By the time the first grey light of dawn touched the sky, Ignotus suddenly stopped.
"Stranger?"
Felix gasped, nearly running into his back.
"Why are we stopping? Is it a crab? Is it a bigger crab?"
Ignotus didn’t answer; instead, he stayed still with a strange, distant smile on his face.
He felt it now, a cold spot... a stain in the land around them that didn’t feel like a monster.
"Stay here."
"Like Hell we will!"
Lykos barked, but Ignotus wasn’t about to argue.
"Stay. Here."
He dived into the tall grass, moving with an explosive speed that left the others frozen in the dirt.
Guided by a prickling sensation on the back of his neck, he tore through the stalks, his feet barely touching the ground, and burst into a dead patch.
The grass here was black, shriveled, and scorched, forming a perfect circle about twenty feet wide.
In the center of this ’circle was a patch of familiar red flowers.
Standing on them was a child.
She wore a pristine white dress that looked far too clean for it to be real. Her hair was long and dark. She stood with her head tilted at an impossible, bone-cracking angle, looking up at the sky.
When Ignotus entered the clearing, she slowly rotated her head toward him.
Her eyes weren’t eyes but were two pits of absolute, void-like blackness.
’Ah...’
Ignotus thought, his mind clicking into place.
’I was looking for a predator; I found a damned parasite.’
Indeed, this wasn’t a hunt of some weird power; it was a hit job.
A Curse, a sentient manifestation of Corruption targeting Lykos.
The child opened her mouth.
"..."
No sound came out, but the air suddenly turned frigid.
"Hey, kid..."
Ignotus seemed casual despite the goosebumps erupting over his skin.
"Have you eaten all of my employees? Or are they still—"
""AAAAHHHHHHHHHHH!""
Suddenly, a cacophony of screams erupted from the direction he had just come from.
Ignotus didn’t need to see it to know what was happening. Behind him, six mercenaries, a few of Lykos’s guards, and even some randoms who must have met the Curse at one point, had come to attack his still sane people.

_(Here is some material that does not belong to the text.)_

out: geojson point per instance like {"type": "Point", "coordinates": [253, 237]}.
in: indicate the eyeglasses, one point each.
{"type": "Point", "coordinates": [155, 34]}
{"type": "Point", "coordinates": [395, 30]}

Their minds were gone, snapped by the Curse’s influence. He could hear the ring of steel as the controlled folk began attacking the guards. The "pack" he had spent time and money on, though not his own, was tearing itself apart.
’I can’t have that.’
Ignotus tightened his grip on his sword, his eyes locking onto the white-clothed child.
"I need to end the source."
He lunged, his blade whistling through the air, aimed straight for the Curse’s neck.
Swish.
The sword passed through it like it was made of smoke.
Before Ignotus could follow up, it quickly began to dissolve into a black mist.
He skidded to a halt, his eyes widening as he saw the mist flow rather than dissipate.
Yes, he saw it shoot across the clearing, moving back toward his group.
Back towards the "Young Lord."
’It baited me out.’
Ignotus realized, a cold pit forming in his stomach.
’I need to get back now!’
Spinning on his heel, he charged back into the tall grass.
’Don’t die on me, kid!’
He had to be faster; if that Curse touched Lykos while the boy was busy cowering behind his men, it was game over.